The integrity of our nation will be measured by action; by legislative action which honours the Aboriginal plea for justice, and by popular action by which the Australian people express their willingness to support Aboriginal Australians in the quest for justice and their struggle to reconstruct their society.

As for the Uniting Church in Australia, in obedience to God, in concern for the integrity of our nation, and in cooperation with all citizens of goodwill, we Aboriginal and newer Australians have determined to stand together. In co-operation with all fellow Australians of goodwill, we are committed to work for justice and peace, calling for honesty and integrity, encouraging tolerance and compassion, challenging acquisitiveness and greed, opposing discrimination and prejudice, condemning violence and oppression and creating a loving and caring community. We are conscious of conflicts and tensions within the nation and the world.

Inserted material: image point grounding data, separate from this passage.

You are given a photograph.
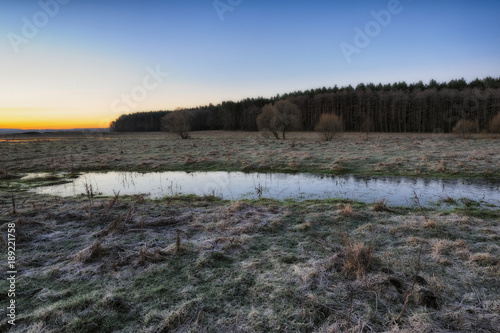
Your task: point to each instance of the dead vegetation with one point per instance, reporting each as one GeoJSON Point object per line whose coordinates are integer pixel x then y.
{"type": "Point", "coordinates": [192, 264]}
{"type": "Point", "coordinates": [383, 154]}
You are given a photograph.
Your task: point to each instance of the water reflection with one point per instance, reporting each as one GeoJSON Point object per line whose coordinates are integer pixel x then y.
{"type": "Point", "coordinates": [237, 185]}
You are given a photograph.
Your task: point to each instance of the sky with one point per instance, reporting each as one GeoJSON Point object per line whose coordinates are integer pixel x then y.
{"type": "Point", "coordinates": [83, 63]}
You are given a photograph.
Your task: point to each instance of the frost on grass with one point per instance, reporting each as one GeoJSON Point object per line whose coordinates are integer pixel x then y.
{"type": "Point", "coordinates": [186, 264]}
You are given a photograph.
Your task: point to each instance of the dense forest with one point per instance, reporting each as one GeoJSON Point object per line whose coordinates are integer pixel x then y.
{"type": "Point", "coordinates": [397, 107]}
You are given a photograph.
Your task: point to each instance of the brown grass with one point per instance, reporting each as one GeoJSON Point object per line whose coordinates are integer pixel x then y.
{"type": "Point", "coordinates": [358, 260]}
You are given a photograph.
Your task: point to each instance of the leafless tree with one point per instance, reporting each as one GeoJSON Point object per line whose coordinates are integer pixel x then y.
{"type": "Point", "coordinates": [466, 127]}
{"type": "Point", "coordinates": [495, 124]}
{"type": "Point", "coordinates": [283, 117]}
{"type": "Point", "coordinates": [329, 125]}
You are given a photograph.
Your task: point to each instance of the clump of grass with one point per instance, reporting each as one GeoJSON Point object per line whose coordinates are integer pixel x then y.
{"type": "Point", "coordinates": [358, 258]}
{"type": "Point", "coordinates": [430, 224]}
{"type": "Point", "coordinates": [381, 206]}
{"type": "Point", "coordinates": [347, 211]}
{"type": "Point", "coordinates": [484, 259]}
{"type": "Point", "coordinates": [113, 201]}
{"type": "Point", "coordinates": [89, 253]}
{"type": "Point", "coordinates": [189, 159]}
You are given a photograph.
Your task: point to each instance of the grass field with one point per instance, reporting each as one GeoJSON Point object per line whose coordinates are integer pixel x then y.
{"type": "Point", "coordinates": [200, 264]}
{"type": "Point", "coordinates": [442, 155]}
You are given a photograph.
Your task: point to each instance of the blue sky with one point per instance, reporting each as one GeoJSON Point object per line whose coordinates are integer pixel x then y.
{"type": "Point", "coordinates": [86, 57]}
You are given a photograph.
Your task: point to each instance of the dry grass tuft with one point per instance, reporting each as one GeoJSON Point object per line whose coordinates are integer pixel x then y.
{"type": "Point", "coordinates": [483, 259]}
{"type": "Point", "coordinates": [347, 211]}
{"type": "Point", "coordinates": [90, 253]}
{"type": "Point", "coordinates": [381, 206]}
{"type": "Point", "coordinates": [358, 258]}
{"type": "Point", "coordinates": [238, 207]}
{"type": "Point", "coordinates": [430, 224]}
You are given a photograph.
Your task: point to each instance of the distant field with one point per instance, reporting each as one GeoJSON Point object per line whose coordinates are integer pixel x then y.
{"type": "Point", "coordinates": [443, 155]}
{"type": "Point", "coordinates": [200, 264]}
{"type": "Point", "coordinates": [253, 266]}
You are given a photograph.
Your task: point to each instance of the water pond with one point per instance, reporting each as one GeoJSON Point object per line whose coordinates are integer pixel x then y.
{"type": "Point", "coordinates": [397, 191]}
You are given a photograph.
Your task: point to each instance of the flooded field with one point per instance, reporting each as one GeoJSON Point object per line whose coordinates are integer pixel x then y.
{"type": "Point", "coordinates": [398, 191]}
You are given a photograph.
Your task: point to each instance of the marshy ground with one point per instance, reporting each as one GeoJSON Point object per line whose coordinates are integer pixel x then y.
{"type": "Point", "coordinates": [443, 155]}
{"type": "Point", "coordinates": [200, 264]}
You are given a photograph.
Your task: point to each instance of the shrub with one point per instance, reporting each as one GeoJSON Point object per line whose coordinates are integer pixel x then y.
{"type": "Point", "coordinates": [466, 127]}
{"type": "Point", "coordinates": [495, 124]}
{"type": "Point", "coordinates": [178, 122]}
{"type": "Point", "coordinates": [283, 116]}
{"type": "Point", "coordinates": [329, 125]}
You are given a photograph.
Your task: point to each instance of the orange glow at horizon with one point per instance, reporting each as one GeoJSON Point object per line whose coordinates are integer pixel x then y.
{"type": "Point", "coordinates": [27, 119]}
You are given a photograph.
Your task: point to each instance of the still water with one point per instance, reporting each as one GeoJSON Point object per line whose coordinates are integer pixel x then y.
{"type": "Point", "coordinates": [397, 191]}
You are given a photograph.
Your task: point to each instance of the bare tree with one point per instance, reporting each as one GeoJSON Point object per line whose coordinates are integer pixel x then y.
{"type": "Point", "coordinates": [329, 125]}
{"type": "Point", "coordinates": [367, 126]}
{"type": "Point", "coordinates": [495, 124]}
{"type": "Point", "coordinates": [283, 117]}
{"type": "Point", "coordinates": [466, 127]}
{"type": "Point", "coordinates": [178, 122]}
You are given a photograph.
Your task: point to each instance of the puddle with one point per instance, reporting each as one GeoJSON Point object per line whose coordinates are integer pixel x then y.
{"type": "Point", "coordinates": [238, 185]}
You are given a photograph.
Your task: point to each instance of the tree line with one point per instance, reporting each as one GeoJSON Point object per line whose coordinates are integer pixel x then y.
{"type": "Point", "coordinates": [397, 107]}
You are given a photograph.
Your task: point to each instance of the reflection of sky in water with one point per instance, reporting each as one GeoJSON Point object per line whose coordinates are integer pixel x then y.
{"type": "Point", "coordinates": [238, 185]}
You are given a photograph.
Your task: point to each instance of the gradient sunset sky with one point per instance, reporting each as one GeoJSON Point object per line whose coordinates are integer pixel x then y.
{"type": "Point", "coordinates": [82, 63]}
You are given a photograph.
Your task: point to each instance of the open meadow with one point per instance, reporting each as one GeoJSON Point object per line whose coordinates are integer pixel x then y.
{"type": "Point", "coordinates": [441, 155]}
{"type": "Point", "coordinates": [202, 264]}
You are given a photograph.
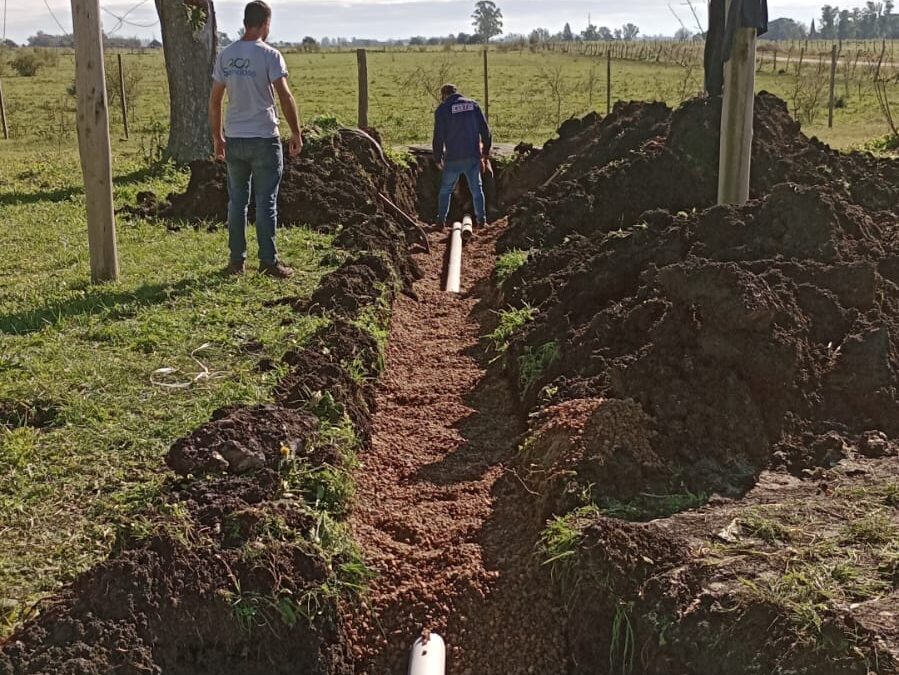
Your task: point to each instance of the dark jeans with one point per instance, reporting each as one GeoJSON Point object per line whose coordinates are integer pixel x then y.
{"type": "Point", "coordinates": [260, 160]}
{"type": "Point", "coordinates": [451, 173]}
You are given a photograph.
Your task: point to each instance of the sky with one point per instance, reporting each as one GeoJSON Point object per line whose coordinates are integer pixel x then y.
{"type": "Point", "coordinates": [385, 19]}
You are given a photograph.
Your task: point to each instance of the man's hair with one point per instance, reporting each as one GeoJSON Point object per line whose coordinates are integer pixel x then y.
{"type": "Point", "coordinates": [256, 14]}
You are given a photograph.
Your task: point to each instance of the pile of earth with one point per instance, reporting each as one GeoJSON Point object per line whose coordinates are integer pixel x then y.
{"type": "Point", "coordinates": [799, 576]}
{"type": "Point", "coordinates": [243, 563]}
{"type": "Point", "coordinates": [728, 374]}
{"type": "Point", "coordinates": [722, 335]}
{"type": "Point", "coordinates": [338, 177]}
{"type": "Point", "coordinates": [602, 175]}
{"type": "Point", "coordinates": [427, 180]}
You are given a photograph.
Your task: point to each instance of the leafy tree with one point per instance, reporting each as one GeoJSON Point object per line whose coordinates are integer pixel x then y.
{"type": "Point", "coordinates": [785, 29]}
{"type": "Point", "coordinates": [539, 35]}
{"type": "Point", "coordinates": [829, 15]}
{"type": "Point", "coordinates": [189, 41]}
{"type": "Point", "coordinates": [487, 20]}
{"type": "Point", "coordinates": [629, 31]}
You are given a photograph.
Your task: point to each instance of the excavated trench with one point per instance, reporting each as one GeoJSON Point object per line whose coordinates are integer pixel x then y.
{"type": "Point", "coordinates": [685, 463]}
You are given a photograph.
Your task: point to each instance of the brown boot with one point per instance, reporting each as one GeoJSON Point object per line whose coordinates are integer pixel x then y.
{"type": "Point", "coordinates": [278, 271]}
{"type": "Point", "coordinates": [236, 268]}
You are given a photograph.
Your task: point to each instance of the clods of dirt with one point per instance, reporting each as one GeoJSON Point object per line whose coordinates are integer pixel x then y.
{"type": "Point", "coordinates": [244, 563]}
{"type": "Point", "coordinates": [645, 156]}
{"type": "Point", "coordinates": [728, 374]}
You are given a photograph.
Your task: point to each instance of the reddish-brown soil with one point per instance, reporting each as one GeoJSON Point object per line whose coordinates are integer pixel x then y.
{"type": "Point", "coordinates": [439, 509]}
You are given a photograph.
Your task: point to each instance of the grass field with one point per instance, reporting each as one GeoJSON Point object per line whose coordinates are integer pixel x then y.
{"type": "Point", "coordinates": [530, 92]}
{"type": "Point", "coordinates": [85, 418]}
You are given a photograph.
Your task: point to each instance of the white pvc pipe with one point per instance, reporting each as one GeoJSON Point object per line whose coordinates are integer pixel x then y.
{"type": "Point", "coordinates": [454, 269]}
{"type": "Point", "coordinates": [467, 227]}
{"type": "Point", "coordinates": [428, 658]}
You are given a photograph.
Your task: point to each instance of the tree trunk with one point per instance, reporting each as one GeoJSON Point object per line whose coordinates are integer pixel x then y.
{"type": "Point", "coordinates": [189, 59]}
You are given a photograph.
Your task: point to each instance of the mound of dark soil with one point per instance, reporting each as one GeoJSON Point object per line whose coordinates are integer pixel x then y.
{"type": "Point", "coordinates": [240, 569]}
{"type": "Point", "coordinates": [222, 578]}
{"type": "Point", "coordinates": [728, 331]}
{"type": "Point", "coordinates": [644, 157]}
{"type": "Point", "coordinates": [741, 587]}
{"type": "Point", "coordinates": [336, 179]}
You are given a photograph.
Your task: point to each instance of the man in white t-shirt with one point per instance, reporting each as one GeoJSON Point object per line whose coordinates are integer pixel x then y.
{"type": "Point", "coordinates": [252, 73]}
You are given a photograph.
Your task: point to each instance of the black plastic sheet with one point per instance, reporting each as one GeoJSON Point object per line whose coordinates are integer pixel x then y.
{"type": "Point", "coordinates": [720, 38]}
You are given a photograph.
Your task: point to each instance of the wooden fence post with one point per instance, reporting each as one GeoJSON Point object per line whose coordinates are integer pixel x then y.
{"type": "Point", "coordinates": [93, 140]}
{"type": "Point", "coordinates": [122, 96]}
{"type": "Point", "coordinates": [486, 87]}
{"type": "Point", "coordinates": [833, 79]}
{"type": "Point", "coordinates": [609, 81]}
{"type": "Point", "coordinates": [362, 61]}
{"type": "Point", "coordinates": [3, 113]}
{"type": "Point", "coordinates": [738, 106]}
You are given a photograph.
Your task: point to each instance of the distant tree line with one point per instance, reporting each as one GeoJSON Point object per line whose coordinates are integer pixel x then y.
{"type": "Point", "coordinates": [874, 20]}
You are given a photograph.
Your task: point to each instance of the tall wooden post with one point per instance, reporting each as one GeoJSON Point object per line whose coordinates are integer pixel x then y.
{"type": "Point", "coordinates": [362, 61]}
{"type": "Point", "coordinates": [93, 140]}
{"type": "Point", "coordinates": [609, 81]}
{"type": "Point", "coordinates": [3, 113]}
{"type": "Point", "coordinates": [738, 104]}
{"type": "Point", "coordinates": [486, 87]}
{"type": "Point", "coordinates": [833, 80]}
{"type": "Point", "coordinates": [122, 96]}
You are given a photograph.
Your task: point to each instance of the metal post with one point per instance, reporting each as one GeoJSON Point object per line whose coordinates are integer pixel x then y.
{"type": "Point", "coordinates": [362, 61]}
{"type": "Point", "coordinates": [3, 113]}
{"type": "Point", "coordinates": [486, 87]}
{"type": "Point", "coordinates": [608, 81]}
{"type": "Point", "coordinates": [122, 96]}
{"type": "Point", "coordinates": [833, 79]}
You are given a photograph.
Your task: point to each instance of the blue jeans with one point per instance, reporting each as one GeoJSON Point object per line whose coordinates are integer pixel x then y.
{"type": "Point", "coordinates": [262, 161]}
{"type": "Point", "coordinates": [451, 172]}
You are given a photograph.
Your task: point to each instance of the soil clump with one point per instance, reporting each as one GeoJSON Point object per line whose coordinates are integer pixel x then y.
{"type": "Point", "coordinates": [727, 374]}
{"type": "Point", "coordinates": [645, 156]}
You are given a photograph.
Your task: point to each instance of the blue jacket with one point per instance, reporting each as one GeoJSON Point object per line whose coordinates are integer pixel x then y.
{"type": "Point", "coordinates": [459, 128]}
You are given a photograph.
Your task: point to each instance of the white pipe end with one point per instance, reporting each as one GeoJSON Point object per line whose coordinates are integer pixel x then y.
{"type": "Point", "coordinates": [428, 658]}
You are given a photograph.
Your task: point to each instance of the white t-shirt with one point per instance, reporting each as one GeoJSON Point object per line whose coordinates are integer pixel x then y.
{"type": "Point", "coordinates": [247, 69]}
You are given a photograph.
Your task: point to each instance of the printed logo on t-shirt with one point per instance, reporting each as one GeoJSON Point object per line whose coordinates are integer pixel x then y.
{"type": "Point", "coordinates": [239, 67]}
{"type": "Point", "coordinates": [463, 107]}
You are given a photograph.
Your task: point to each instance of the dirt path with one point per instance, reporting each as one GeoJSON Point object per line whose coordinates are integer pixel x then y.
{"type": "Point", "coordinates": [441, 519]}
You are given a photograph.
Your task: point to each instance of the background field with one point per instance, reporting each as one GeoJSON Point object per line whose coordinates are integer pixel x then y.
{"type": "Point", "coordinates": [83, 427]}
{"type": "Point", "coordinates": [530, 91]}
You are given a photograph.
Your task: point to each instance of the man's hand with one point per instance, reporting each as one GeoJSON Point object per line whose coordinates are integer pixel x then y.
{"type": "Point", "coordinates": [218, 143]}
{"type": "Point", "coordinates": [295, 146]}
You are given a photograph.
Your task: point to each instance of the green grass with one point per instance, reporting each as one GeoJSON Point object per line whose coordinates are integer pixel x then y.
{"type": "Point", "coordinates": [560, 539]}
{"type": "Point", "coordinates": [649, 507]}
{"type": "Point", "coordinates": [534, 361]}
{"type": "Point", "coordinates": [116, 371]}
{"type": "Point", "coordinates": [806, 558]}
{"type": "Point", "coordinates": [401, 105]}
{"type": "Point", "coordinates": [510, 322]}
{"type": "Point", "coordinates": [508, 263]}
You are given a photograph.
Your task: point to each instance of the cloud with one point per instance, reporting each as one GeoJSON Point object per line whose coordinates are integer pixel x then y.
{"type": "Point", "coordinates": [397, 18]}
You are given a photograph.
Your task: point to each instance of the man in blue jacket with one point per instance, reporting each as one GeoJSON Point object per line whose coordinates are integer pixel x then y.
{"type": "Point", "coordinates": [461, 138]}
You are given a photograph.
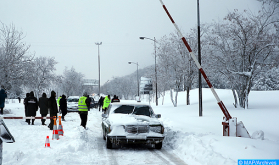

We deplore the divisions of humanity along racial, cultural, political, economic, sexual and religious lines. In obedience to God, we struggle against all systems and attitudes which set person against person, group against group, or nation against nation.

We recognise a widening gap between the rich and the poor, not only within Australia, but within the whole human community. We will strive to uphold the rightful claims of the poor on the resources of this nation and the world. We will seek to identify and challenge all social and political structures and all human attitudes which perpetuate and compound poverty.

We affirm our belief that the natural world is God's creation; good in God's eyes, good in itself, and good in sustaining human life. Recognising the vulnerability of the life and resources of creation, we will work to promote the responsible management, use and occupation of the earth by human societies. We will seek to identify and challenge all structures and attitudes which perpetuate and compound the destruction of creation.

As a Christian church, born out of the struggles of Australian Christians to live in obedience to God in Australia, we find hope in Jesus Christ. We recognise that we Australian people are of diverse faiths and cultures and our desire is that we live together here in one community in justice, peace and mutual respect.

May the peace of God be with us all.